Archives

Date

The dark ages of lost data are over

For much of history, we’ve used removable media for backup. We’ve used tapes of various types, floppy disks, disk cartridges, and burnable optical disks. We take the removable media and keep a copy offsite if we’re good, but otherwise they sit for a few decades until they can’t be read, either because they degraded or we can’t find a reader for the medium any more.

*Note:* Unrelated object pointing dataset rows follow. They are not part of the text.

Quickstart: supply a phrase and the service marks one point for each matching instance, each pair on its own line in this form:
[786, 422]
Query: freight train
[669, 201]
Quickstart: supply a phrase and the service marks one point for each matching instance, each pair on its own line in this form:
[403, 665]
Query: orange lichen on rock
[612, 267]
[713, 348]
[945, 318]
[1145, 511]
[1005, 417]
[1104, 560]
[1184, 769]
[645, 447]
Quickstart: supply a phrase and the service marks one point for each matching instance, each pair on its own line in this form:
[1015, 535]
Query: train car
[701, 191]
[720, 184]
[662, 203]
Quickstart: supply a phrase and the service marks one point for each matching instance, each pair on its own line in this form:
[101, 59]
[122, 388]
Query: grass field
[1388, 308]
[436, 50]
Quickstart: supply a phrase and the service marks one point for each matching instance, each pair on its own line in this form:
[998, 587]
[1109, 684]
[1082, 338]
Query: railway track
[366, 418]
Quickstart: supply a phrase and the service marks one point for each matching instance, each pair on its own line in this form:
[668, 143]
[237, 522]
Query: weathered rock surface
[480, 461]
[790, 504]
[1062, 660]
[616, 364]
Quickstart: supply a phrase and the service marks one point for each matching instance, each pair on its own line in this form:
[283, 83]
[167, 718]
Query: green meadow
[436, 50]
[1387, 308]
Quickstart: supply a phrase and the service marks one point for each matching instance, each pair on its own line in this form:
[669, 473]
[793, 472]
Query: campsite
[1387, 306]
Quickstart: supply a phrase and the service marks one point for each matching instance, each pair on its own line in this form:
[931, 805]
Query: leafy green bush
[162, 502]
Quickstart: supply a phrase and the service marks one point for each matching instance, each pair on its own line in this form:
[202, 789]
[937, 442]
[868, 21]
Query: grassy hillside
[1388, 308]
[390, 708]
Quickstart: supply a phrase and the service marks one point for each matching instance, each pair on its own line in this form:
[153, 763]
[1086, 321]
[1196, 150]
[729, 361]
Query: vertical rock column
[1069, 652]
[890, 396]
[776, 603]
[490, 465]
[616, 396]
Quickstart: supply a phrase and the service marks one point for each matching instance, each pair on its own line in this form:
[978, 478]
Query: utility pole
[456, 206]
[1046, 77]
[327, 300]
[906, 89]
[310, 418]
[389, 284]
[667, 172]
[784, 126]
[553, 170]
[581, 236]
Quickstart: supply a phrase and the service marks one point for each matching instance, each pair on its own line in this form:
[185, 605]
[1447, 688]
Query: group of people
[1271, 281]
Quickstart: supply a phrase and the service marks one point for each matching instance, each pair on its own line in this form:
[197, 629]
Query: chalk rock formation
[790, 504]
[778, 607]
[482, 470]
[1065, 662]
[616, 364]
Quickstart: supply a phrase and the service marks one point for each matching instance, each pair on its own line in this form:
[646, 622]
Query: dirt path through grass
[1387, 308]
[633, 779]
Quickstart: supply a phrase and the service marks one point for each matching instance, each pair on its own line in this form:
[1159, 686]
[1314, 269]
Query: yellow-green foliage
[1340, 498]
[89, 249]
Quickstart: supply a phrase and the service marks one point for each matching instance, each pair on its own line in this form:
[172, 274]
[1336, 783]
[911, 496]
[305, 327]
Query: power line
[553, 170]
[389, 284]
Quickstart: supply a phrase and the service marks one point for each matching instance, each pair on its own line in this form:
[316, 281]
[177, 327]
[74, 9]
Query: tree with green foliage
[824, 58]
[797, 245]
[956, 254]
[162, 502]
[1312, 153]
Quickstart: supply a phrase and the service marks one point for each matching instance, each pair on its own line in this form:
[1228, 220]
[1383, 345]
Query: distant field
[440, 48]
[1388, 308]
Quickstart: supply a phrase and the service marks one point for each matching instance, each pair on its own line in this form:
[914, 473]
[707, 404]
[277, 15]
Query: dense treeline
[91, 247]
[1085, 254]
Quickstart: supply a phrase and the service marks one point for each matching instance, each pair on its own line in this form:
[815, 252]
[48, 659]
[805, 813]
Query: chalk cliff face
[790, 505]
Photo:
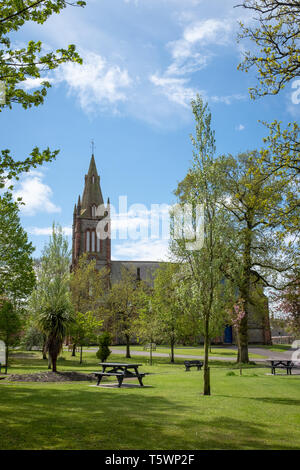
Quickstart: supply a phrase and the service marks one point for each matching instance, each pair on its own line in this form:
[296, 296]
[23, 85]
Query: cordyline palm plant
[55, 317]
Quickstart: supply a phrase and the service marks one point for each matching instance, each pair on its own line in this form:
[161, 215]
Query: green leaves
[17, 277]
[277, 39]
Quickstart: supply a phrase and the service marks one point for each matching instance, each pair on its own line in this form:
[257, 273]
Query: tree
[277, 38]
[258, 253]
[29, 62]
[104, 343]
[288, 305]
[17, 277]
[10, 327]
[55, 317]
[124, 302]
[50, 301]
[88, 288]
[84, 329]
[277, 61]
[165, 303]
[201, 289]
[32, 338]
[147, 327]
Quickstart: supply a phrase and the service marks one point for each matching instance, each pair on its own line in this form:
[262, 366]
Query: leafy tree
[10, 327]
[147, 327]
[124, 301]
[55, 317]
[88, 288]
[277, 38]
[288, 305]
[259, 255]
[29, 62]
[201, 289]
[32, 338]
[17, 277]
[165, 303]
[50, 301]
[104, 343]
[276, 59]
[84, 329]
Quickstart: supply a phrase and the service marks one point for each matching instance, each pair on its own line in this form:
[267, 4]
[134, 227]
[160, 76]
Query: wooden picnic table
[121, 371]
[281, 364]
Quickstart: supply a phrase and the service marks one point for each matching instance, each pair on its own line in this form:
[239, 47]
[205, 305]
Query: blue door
[228, 335]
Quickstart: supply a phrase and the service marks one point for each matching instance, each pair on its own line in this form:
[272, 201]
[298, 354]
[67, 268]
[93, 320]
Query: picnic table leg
[99, 379]
[120, 380]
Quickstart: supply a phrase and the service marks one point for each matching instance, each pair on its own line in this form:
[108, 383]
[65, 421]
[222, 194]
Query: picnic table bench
[150, 346]
[121, 371]
[281, 364]
[189, 364]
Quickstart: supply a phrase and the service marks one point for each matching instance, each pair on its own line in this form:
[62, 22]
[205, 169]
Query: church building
[86, 218]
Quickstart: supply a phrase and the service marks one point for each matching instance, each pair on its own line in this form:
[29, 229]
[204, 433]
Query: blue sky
[144, 60]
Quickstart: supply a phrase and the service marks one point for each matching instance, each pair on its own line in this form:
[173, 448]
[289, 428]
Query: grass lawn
[277, 347]
[196, 351]
[252, 411]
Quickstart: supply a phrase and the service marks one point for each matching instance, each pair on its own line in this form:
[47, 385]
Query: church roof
[92, 194]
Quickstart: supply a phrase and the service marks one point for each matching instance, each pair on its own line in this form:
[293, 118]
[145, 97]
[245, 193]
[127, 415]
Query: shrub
[104, 343]
[33, 338]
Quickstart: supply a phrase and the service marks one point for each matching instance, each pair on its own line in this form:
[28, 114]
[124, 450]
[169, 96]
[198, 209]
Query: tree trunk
[243, 355]
[206, 374]
[54, 364]
[6, 359]
[127, 347]
[172, 351]
[45, 349]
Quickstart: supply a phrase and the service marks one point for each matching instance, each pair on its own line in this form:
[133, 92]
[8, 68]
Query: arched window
[87, 240]
[98, 244]
[93, 241]
[94, 208]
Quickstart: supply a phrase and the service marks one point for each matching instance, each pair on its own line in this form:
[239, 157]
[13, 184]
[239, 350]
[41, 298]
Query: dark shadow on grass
[270, 400]
[89, 418]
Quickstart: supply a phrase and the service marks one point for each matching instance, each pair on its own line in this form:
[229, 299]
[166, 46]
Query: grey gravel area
[51, 377]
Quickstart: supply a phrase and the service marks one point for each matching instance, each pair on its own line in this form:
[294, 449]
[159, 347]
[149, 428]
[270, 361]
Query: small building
[90, 210]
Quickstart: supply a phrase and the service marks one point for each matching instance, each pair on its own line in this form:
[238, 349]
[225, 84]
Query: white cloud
[96, 82]
[35, 194]
[47, 230]
[228, 99]
[186, 51]
[142, 250]
[31, 83]
[175, 89]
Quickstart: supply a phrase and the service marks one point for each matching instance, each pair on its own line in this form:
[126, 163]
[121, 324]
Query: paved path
[261, 351]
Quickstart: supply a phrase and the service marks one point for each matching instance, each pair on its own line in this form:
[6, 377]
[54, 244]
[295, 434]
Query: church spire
[92, 195]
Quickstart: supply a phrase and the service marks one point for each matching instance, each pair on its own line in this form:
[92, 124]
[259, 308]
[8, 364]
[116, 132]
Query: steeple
[92, 195]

But I now declare this era over. Disk drives are so cheap — 25 cents/gb and falling, that it no longer makes sense to do backups to anything but hard disks. We may use external USB drives that are removable, but at this point our backups are not offline, they are online. Thanks to the internet, I even do offsite backup to live storage. I sync up over the internet at night, and if I get too many changes (like after an OS install, or a new crop of photos) I write the changes to a removable hard disk and carry it over to the offsite hard disk.

Of course, these hard drives will fail, perhaps even faster than CD-roms or floppies. But the key factor is that the storage is online rather than offline, and each new disk is 2 to 3 times larger than the one it replaced. What this means is that as we change out our disks, we just copy our old online archives to our new online disk. By constantly moving the data to newer and newer media — and storing it redundantly with online, offsite backup, the data are protected from the death that removable media eventually suffer. So long as disks keep getting bigger and cheaper, we won’t lose anything, except by beng lazy. And soon, our systems will get more automated at this, so it’s hard to set up a computer that isn’t backed up online and remotely. We may still lose things because we lose encryption keys, but it won’t be for media.

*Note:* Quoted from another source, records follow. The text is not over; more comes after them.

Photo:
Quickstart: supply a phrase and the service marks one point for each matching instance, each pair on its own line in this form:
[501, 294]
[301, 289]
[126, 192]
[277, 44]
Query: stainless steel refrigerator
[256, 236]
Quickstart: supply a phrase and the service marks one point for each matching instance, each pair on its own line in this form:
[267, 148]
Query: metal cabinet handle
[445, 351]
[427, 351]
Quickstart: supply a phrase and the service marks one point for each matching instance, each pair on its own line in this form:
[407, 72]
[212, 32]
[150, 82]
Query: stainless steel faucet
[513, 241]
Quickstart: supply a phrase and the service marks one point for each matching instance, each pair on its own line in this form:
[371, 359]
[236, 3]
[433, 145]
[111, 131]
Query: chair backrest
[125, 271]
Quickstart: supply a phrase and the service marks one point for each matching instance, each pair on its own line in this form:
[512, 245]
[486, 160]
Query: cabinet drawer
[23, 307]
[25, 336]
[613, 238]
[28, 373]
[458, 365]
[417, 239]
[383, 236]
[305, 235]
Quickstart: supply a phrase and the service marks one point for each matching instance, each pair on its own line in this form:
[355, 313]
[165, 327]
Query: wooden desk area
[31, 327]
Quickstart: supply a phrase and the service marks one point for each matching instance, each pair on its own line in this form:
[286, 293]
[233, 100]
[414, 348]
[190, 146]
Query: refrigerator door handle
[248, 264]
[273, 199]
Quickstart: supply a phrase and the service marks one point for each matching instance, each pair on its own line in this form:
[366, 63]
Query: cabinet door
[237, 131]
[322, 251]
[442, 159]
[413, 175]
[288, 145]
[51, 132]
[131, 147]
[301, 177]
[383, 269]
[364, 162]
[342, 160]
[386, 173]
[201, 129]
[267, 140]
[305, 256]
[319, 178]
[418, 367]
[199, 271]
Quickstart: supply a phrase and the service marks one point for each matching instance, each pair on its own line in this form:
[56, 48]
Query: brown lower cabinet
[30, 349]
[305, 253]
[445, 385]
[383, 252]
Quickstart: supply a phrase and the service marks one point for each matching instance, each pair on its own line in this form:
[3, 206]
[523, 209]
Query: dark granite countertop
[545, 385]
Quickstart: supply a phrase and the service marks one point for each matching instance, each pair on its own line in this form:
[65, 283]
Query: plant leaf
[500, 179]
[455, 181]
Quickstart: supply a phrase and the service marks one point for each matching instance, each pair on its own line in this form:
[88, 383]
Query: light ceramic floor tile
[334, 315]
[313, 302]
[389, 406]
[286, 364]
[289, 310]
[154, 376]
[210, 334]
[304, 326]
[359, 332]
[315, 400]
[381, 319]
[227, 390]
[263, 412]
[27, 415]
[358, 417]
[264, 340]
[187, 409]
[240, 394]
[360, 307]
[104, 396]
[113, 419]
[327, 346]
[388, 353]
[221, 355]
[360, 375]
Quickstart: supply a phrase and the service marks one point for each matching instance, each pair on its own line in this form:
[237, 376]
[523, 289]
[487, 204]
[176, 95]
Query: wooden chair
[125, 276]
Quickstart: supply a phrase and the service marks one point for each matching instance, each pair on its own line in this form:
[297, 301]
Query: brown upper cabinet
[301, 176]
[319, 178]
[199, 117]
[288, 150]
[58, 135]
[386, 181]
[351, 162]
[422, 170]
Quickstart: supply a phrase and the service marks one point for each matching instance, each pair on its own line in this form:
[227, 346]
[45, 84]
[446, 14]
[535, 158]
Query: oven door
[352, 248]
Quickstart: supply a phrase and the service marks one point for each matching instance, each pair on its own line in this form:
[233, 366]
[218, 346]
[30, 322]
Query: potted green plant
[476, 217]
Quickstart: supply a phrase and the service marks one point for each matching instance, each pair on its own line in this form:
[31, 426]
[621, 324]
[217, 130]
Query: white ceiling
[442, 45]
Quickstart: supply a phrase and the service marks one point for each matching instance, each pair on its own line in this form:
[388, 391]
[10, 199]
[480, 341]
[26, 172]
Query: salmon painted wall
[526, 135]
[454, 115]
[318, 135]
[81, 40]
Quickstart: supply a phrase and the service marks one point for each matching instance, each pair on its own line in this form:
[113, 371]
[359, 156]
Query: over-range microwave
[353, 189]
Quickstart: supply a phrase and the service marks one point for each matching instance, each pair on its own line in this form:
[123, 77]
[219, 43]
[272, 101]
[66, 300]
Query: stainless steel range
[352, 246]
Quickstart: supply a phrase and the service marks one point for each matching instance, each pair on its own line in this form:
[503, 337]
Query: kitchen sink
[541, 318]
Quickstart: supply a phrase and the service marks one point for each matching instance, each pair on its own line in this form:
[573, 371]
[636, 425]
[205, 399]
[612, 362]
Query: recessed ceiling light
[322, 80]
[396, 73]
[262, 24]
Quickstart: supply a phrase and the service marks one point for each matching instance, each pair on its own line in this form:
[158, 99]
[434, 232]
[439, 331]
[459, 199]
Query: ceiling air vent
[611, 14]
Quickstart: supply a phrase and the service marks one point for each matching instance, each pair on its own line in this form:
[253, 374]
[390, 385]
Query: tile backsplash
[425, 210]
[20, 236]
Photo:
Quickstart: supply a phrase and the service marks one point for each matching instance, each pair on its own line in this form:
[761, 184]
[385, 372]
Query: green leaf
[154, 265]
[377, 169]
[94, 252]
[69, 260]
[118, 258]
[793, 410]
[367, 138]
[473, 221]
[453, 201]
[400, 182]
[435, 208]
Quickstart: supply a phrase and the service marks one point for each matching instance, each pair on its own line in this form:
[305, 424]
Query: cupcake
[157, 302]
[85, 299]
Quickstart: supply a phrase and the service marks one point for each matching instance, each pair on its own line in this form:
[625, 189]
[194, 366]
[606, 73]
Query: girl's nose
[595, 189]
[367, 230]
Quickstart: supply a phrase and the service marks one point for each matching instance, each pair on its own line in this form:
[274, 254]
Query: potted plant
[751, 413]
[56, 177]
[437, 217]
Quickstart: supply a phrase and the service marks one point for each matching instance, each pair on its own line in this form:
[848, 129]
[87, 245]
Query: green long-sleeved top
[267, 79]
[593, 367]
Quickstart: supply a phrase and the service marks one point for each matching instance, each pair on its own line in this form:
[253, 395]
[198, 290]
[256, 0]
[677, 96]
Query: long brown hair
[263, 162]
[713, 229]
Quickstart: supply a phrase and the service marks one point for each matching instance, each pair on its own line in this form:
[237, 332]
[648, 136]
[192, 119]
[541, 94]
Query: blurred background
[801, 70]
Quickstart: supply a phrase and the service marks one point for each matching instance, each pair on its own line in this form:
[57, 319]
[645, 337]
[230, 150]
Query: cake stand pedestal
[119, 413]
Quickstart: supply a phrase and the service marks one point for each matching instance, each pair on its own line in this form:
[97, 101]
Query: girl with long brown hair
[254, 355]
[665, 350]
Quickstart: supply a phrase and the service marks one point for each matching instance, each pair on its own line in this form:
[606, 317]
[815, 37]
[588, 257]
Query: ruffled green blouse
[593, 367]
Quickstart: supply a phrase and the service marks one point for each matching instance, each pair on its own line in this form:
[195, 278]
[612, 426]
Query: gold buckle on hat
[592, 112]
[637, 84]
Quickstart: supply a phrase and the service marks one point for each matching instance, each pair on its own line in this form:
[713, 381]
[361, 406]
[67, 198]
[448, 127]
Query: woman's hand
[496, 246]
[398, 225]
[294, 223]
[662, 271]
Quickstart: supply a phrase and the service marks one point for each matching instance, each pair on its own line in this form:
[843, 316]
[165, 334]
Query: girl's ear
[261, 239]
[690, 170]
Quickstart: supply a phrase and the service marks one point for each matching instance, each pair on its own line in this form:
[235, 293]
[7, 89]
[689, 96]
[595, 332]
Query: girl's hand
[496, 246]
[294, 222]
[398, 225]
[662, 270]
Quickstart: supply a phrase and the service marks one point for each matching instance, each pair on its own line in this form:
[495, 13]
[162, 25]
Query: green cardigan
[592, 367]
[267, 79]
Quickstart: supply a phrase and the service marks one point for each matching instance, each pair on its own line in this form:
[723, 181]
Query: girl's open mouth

Thus, oddly, the period of the latter part of the 20th century will be a sort of “dark ages” to future data archaeologists. Those disks will be lost. The media may be around, but you will have to do a lot of work to recover them — manual work. However, data from the early 21st onward will be there unless it was actively deleted or encrypted.

Of course this has good and bad consequences. Good for historians. Perhaps not so good for privacy.